Example: – California’s Health and Safety Code Section 1280.15:

• Requires reporting of any unlawful or authorized access to, or use or disclosure of, a patient’s medical information no later than 15 business days after detection

• May be fined up to $25,000 per patient

*Patients can bring an action under Cal. Civ. Code Section 56.36 and recover $1000 nominal damages even if no economic loss/personal injury.

Physician Obligations Involving Social Media

American Medical Association Opinion 9.124 –

Professionalism in the Use of Social Media

Physicians should be cognizant of standards of patient privacy and confidentiality that must be maintained in all environments,

including online, and must refrain from posting identifiable patient information online.

PRIVACY SETTINGS

ARE NOT ABSOLUTE!!

Common Types of Privacy Breaches Involving Social Media

and Recent Examples

Malicious and Undignified Posts

A paramedic posted information on a social media site about a sexual assault victim. Although the victim's name was not disclosed, the paramedic detailed enough information in the post that the media was able to discover the identity of the victim and where she lived. The plaintiff filed a lawsuit against the paramedic and the emergency service he worked for due to privacy violations.

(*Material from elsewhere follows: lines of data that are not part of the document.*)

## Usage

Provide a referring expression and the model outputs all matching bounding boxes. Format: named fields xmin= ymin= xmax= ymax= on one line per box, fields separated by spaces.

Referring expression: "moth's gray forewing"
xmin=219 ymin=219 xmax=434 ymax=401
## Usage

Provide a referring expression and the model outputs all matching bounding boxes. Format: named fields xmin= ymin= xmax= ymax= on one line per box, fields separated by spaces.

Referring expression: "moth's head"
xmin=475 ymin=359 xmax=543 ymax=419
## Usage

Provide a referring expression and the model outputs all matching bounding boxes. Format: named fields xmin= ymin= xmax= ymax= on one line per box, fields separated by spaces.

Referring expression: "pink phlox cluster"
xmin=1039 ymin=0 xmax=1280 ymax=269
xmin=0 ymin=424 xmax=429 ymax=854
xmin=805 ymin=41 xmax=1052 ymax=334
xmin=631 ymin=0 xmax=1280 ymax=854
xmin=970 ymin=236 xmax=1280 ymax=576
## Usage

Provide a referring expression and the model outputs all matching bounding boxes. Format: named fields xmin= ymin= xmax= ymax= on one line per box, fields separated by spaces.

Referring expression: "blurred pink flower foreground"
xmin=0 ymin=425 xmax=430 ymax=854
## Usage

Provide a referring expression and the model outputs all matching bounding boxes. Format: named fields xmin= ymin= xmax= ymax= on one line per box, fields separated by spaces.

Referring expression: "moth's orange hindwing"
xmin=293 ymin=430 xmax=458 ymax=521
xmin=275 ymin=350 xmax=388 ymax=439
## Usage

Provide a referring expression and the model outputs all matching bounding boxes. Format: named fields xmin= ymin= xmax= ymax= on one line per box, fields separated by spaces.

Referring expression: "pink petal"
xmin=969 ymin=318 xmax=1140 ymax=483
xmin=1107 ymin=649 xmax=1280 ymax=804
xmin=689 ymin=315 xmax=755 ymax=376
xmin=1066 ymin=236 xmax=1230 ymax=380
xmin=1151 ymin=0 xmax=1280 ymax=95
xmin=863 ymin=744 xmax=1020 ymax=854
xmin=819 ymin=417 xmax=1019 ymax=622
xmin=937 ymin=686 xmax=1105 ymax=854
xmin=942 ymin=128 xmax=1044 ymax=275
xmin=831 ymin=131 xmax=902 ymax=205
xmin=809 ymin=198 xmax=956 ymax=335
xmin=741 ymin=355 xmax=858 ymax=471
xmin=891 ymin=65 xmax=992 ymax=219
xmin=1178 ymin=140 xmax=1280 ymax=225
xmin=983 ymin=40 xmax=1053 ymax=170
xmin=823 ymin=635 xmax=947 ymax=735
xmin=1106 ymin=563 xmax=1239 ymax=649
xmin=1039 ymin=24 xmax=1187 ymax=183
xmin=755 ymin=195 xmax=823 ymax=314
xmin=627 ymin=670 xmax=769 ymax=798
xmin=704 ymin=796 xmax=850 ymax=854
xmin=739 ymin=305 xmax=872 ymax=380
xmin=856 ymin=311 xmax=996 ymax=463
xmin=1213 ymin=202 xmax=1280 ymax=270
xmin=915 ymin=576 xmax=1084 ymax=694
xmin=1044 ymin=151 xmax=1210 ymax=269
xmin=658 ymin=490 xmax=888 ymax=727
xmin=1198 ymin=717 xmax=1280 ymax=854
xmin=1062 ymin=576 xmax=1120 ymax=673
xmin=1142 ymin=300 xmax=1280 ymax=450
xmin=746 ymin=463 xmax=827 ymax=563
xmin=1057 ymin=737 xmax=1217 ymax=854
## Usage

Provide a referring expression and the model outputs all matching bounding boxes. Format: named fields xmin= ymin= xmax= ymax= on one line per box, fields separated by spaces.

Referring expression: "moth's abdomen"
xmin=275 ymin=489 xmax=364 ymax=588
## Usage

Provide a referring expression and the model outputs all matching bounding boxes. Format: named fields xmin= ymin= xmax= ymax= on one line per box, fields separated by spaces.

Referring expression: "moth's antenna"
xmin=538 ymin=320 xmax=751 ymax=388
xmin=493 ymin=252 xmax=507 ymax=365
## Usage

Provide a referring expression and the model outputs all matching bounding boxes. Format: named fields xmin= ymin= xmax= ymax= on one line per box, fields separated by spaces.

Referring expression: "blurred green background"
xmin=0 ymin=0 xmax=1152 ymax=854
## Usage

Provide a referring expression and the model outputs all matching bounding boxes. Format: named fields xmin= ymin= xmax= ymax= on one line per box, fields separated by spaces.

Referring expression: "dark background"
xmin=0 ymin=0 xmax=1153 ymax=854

Two nurses took pictures of a patient's x-rays showing a sex device lodged in his rectum with their cell phones and one of the nurses posted the pictures on a social media site. Both nurses were fired but no charges filed because the nurse took down her social media page and no evidence of a HIPAA violation was found. However, the case was turned over to the FBI for investigation.

An emergency medical technician was fired after taking photos with his cell phone of a murder victim and posting them on a social media site. The EMT had to surrender his EMT license and perform 200 hours of community service. The fire station he worked for did not face any charges.

Malicious and Undignified Posts

A few nurses that work together in a hospital emergency department were fired for discussing patients on a social media site. Even though they did not post any identifying information, they still violated the hospital’s policies.

A nursing home employee took a photo of a resident's genitals with a cell phone. The employee sent the photo to a friend who posted it on a social media site. The employee was fired and both were charged with invasion of privacy and conspiracy.

A nurse was fired after posting on her social media page about an alleged cop-killer she treated even though she did not discuss the details of his condition, his name or any other identifying information. This one detail was enough to identify the individual.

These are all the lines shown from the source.